Gauche : le poison de la primaire

Cohn-Bendit, l'un des signataires (Photo AFP)

Cohn-Bendit, l’un des signataires
(Photo AFP)

Plusieurs personnalités, et pas des moindres (Daniel Cohn-Bendit, l’économiste-star Thomas Piketty, les sociologues Dominique Méda et Michel Wieviorka, l’écrivaine Marie Desplechin, et d’autres) signent dans « Libération » de ce matin une tribune libre dans laquelle elles réclament une primaire de toutes les gauches.

« NOUS refusons la paralysie de nos institutions, écrivent ces personnes, appartenant pour la plupart à la société civile. Nous appelons à une grande primaire des gauches et des écologistes. Notre primaire est la condition sine qua non pour qu’un candidat représente ces forces à l’élection présidentielle ». Présenté de la sorte, le projet semble positif et traduit des convictions fortes que nul ne saurait leur contester. « Nous refusons la passivité face à l’abstention, au vote Front national et à la droitisation de la société ». Il n’empêche : exiger une primaire alors qu’un président sortant n’a pas renoncé à se présenter pour un second mandat, cela revient à lui couper l’herbe sous le pied, à nier son autorité, à l’obliger à accomplir un exercice au cours duquel il devra se justifier pendant que ses concurrents exposeront des projets alternatifs.

Un temps trop court.

Un seul des signataires de la pétition, Daniel Cohn-Bendit, voit dans la proposition une méthode qui renforcerait la légitimité de François Hollande. Même s’il est sincère, il ne peut pas nier que la primaire, pour un président sortant, crée un obstacle de plus à sa candidature. Dans le cas du président actuel, l’espoir d’une « inversion de la courbe du chômage » d’ici à la fin de l’année est faible.

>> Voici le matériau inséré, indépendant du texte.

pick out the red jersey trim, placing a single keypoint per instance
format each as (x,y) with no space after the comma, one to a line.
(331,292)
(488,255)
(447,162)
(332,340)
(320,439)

Or, comme les signataires souhaitent que la primaire de la gauche ait lieu en même temps que celle de la droite, soit les 20 et 27 novembre de cette année, il ne resterait qu’une dizaine de mois au chef de l’État pour obtenir des résultats probants sur le front du chômage. Il n’aura alors qu’un choix : ou bien il prend acte de son échec, se retire de la compétition, et la primaire à gauche devient indispensable ; ou bien il annonce que les créations d’emplois sont assez nombreuses et il maintient sa candidature. Dans le cadre de la primaire, il devra alors justifier non seulement son bilan mais son refus de tenir une promesse qu’il a faite depuis longtemps, celle de ne pas se représenter s’il échoue sur le front de l’emploi.

Se débarrasser de Valls.

La vérité est infiniment plus simple que ce que les auteurs de l’appel à la primaire veulent bien nous dire. Leur constat principal, c’est que le gouvernement de Manuel Valls estime n’avoir pas d’autre choix que de conduire une politique économique néo-libérale. Ils lui reprochent de ne pas avoir obtenu de résultats et de s’entêter dans l’application de recettes qui, selon eux, sont anachroniques. D’autres, comme vient de le dire Emmanuel Macron au « Monde », pensent qu’on n’a pas tout fait pour réduire le chômage. C’est ce courant, il est vrai fort peu socialiste, que les auteurs de l’appel veulent étouffer. À tout prendre, ils ne verraient pas d’inconvénient à ce que M. Hollande se représente s’il en vient à de meilleurs sentiments.
Cela signifie qu’il commencerait par se séparer de M. Valls et par appeler un nouveau Premier ministre chargé de pratiquer la politique inverse de celle de son prédécesseur. De quelque côté que l’on prenne la suggestion, elle tend à faire de M. Hollande une sorte de pantin soudain soumis à la volonté de la gauche de la gauche. Il est responsable d’un mouvement qui lui est hostile et risque de se renforcer dans les mois à venir. Au lendemain des attentats de janvier dernier, plus personne n’osait parler d’une primaire à gauche. Que l’idée revienne soudainement en force montre que l’opposition interne au président ne se laisse plus impressionner par sa stature de numéro un de la sécurité en France.